入学したとき、未成年だよね?未成年だから、学校公認でまず飲むの?
「新入生に、飲ますの?!」
「違ぇよ。パッチテストって奴だ」
「そう!そうなの!この辺になんか貼って調べるの!!それでー、ひめはぁ、超合格だったの!!」
「ちょーごーかく……」
姫ちゃん、受けた大学みんな合格したんだもんね。
その上そんなことまで合格なのかよ、と思うとおかしい。
「光さんも、いつもはビール飲んでるの?」
「うーうん。」
姫ちゃんに聞かれて、首を振った。
「俺、飲んじゃダメなんだ。
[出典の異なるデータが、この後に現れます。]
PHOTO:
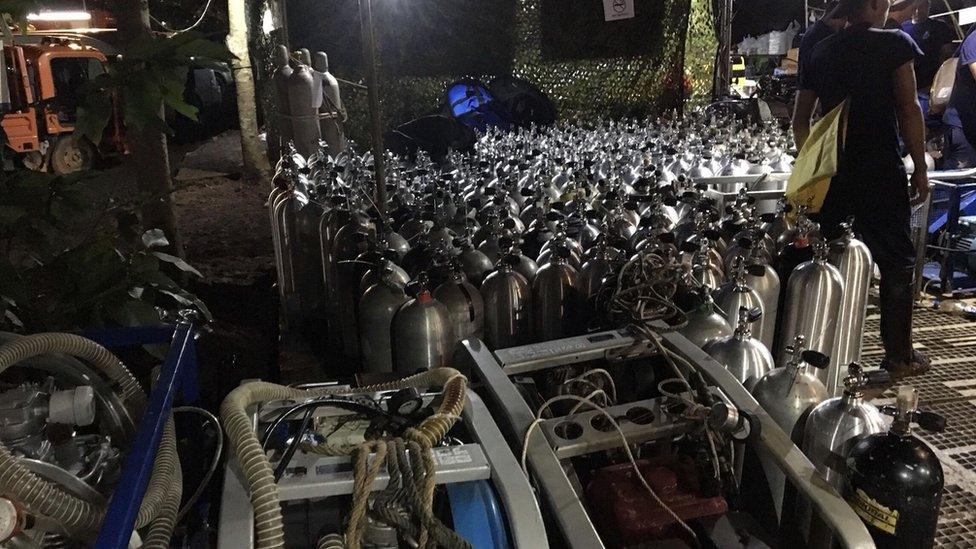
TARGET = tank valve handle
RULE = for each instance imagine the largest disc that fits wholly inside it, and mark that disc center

じーちゃんの遺言」
「ふぇ?!」
唐揚げのかけらをつまみ食いしながら答えると、姫ちゃんの目が丸くなった。
「おじいさま、亡くなったのっ!?いつっ?!」
「や、まだ生きてるよー、ちょっと足腰弱って来たけど……じーちゃん、俺がガキの頃から、飲むたびに『俺の遺言だ、お前は絶対一生酒飲むな』って言ってんの」
「へ?それ遺言?遺言なの?遺言……遺言って……」
眉が寄ってきた姫ちゃんの頭に、朔がよしよしと手を乗せた。